Sheffield Wednesday 0 Leeds United 2: Old-fashioned No 9 values make the difference in derby of tight margins — Yorkshire Post 8/3/24
Proper centre-forwards might be going out of fashion but they will always be able to win you games of football.
By Stuart Rayner
There was little to choose between relegation-threatened
Sheffield Wednesday and promotion-chasing Leeds United on a nippy night at
Hillsborough until the visiting No 9, Patrick Bamford, showed a moment of quick
thinking and anticipation which all the best exponents of the dying art have.
Both have played there this season but neither Georginio
Rutter, whose game has blossomed since he stopped leading the line and dropped
into the hole, nor the diminutive Willy Gnonto are 24-carat No 9s but they
showed some of the skills associated with what used to be football's most
glamorous shirt to book Leeds' return to the Championship's automatic promotion
places – at least for a few hours.
For 49 minutes it was a cagey and quite laboured Yorkshire
derby but centre-forwards only need a second and a yard, and Bamford took both
to break the deadlock on the stroke of half-time and from there the gap in the
actual table, as opposed to the form table became more evident, if nowhere near
as pronounced as the former would suggest.
If 2-0 was probably a fair reflection, it took a good bit of
centre-back thinking by Ethan Ampadu to secure it as the Owls’ No 9, Michael
Smith, threatened to find the net.
Leeds had largely to be looking to play over the Owls' back
three and get Bamford in behind but although they were finding him, the
defenders were able to catch him up before he could do anything of note.
Real centre-forwards, though, are quickest over a yard.
Brighter of mind as well as pink shirt, that is how much
Bamford got on Akin Famewo when Junior Firpo put a lovely ball in to the far
post, where the Leeds man tapped in from very close range.
The Owls had been marginally the better side until then –
certainly for the first 35 minutes – showing flickers on the counter-attack
even if they also played without much of the intensity their manager, Danny
Rohl, loves to preach.
It took 18 minutes for the first save of note, but Illan
Meslier made a good one, getting a hand to Djeidi Gassama's shot. When the
corner was played to him, Liam Palmer shot over.
Twice in succession Wednesday attacks ran into Ampadu, the
first when Anthony Musaba was set free after Firpo gave the ball up, the second
when Pol Valentin accelerate into a dribble, only to hit a Welsh roadblock.

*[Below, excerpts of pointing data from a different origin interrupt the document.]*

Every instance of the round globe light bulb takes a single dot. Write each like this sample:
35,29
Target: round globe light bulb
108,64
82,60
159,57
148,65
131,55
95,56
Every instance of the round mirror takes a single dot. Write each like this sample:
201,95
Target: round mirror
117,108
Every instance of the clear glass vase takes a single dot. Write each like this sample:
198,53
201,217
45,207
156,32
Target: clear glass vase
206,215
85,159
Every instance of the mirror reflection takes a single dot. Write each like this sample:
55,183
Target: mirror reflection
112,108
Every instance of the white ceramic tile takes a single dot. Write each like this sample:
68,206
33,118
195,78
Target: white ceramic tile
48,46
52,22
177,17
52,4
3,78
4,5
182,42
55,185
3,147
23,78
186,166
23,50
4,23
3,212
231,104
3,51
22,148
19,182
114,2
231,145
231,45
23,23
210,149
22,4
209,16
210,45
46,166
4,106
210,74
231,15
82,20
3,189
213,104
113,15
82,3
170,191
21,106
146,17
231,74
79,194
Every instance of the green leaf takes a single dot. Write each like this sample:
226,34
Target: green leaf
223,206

Ike Ugbo was doing a good job of winning the ball high up
but when Musaba put the ball over, recalled right-back Archie Gray stopped
Marvin Johnson getting on the end of it.
Late in a first half extended by Joe Rodon's head injury –
he could have done without stooping into Ugbo's high boot in the second period
– Leeds began to find chinks in the armour for the first time.
Gnonto, preferred to Dan James, cut inside only for multiple
deflections to take all sting out of his effort. Rutter's lob was saved and
Johnson blocked the follow-up.
Rutter headed over at a corner won by excellent build-up
play between Gnonto and Gray.
Still it was a surprise when Bamford broke the deadlock but
whether it was that Daniel Farke's half-time words, Leeds looked more energised
after the break.
Rutter took the ball with his back to goal after 49 minutes
and James Beadle did well to make a low save as he span and shot through legs.

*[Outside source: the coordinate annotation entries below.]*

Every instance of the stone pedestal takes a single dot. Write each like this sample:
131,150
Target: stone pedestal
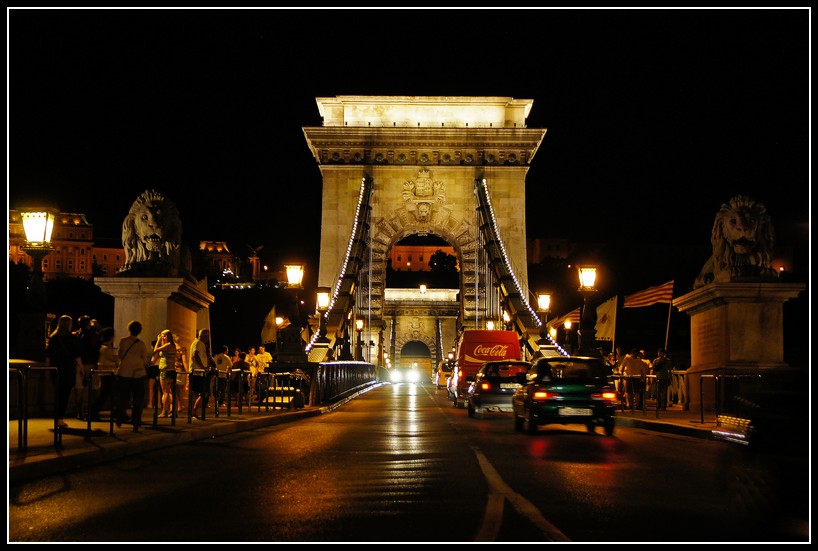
158,303
735,328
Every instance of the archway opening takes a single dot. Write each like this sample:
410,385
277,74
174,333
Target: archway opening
422,260
417,355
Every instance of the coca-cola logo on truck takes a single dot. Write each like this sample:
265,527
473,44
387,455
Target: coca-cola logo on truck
493,351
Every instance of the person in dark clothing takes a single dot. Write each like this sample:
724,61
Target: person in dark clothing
662,367
90,343
63,352
104,383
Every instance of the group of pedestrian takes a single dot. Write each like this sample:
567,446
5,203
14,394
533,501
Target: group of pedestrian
633,384
77,354
127,372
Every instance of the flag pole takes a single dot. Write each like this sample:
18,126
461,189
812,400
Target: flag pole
613,339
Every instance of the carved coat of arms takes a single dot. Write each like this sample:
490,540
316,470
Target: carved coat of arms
423,192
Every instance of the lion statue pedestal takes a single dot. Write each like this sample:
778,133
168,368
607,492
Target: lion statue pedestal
736,307
159,303
155,285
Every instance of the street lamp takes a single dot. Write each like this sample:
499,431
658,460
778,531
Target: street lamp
38,225
292,349
587,322
544,307
322,305
359,345
567,326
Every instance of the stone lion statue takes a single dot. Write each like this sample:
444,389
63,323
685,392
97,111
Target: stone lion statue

Bambo Diaby had to intervene when the striker turned and
sped past Barry Bannan.
Then the man whose game has gone up several notches since
dropping into the hole behind a targetman found himself in his old position
with his back to goal, from where he won a fight ball and turned it around the
corner to Gnonto, who finished with the calm precision of a cold-eyed
goalscorer.
With 58 minutes gone it looked game over and Wednesday's
refusal to accept that, as well as their change of formation, only left them
more vulnerable to Leeds' deadly counter-attacks.

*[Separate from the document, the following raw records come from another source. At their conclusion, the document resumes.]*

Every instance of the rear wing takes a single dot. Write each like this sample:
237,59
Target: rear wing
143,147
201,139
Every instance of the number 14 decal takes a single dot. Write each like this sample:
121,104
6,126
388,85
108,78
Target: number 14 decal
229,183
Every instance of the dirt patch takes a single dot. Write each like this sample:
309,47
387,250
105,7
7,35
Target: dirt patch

Beadle made a good save one-on-one with Summerville after
Diaby had unwisely tried to take the ball bast Rutter deep in his own half and
Gnotno threaded a lovely pass.
But Smith thought he had scored when Meslier spilt Gassama's
shot, only for Ampadu to see the danger and get back onto the line to clear.
Leeds (perfectly legitimately) staggering late substitutes
to stop Wednesday building momentum was a nod to how hard they had been pushed,
although one of them, Connor Roberts, was a whisker away from giving the
scoreline a glossier look in stoppage time.
It was a 2-0 win of small margins, and Leeds had the
old-fashioned attacking values to exploit them.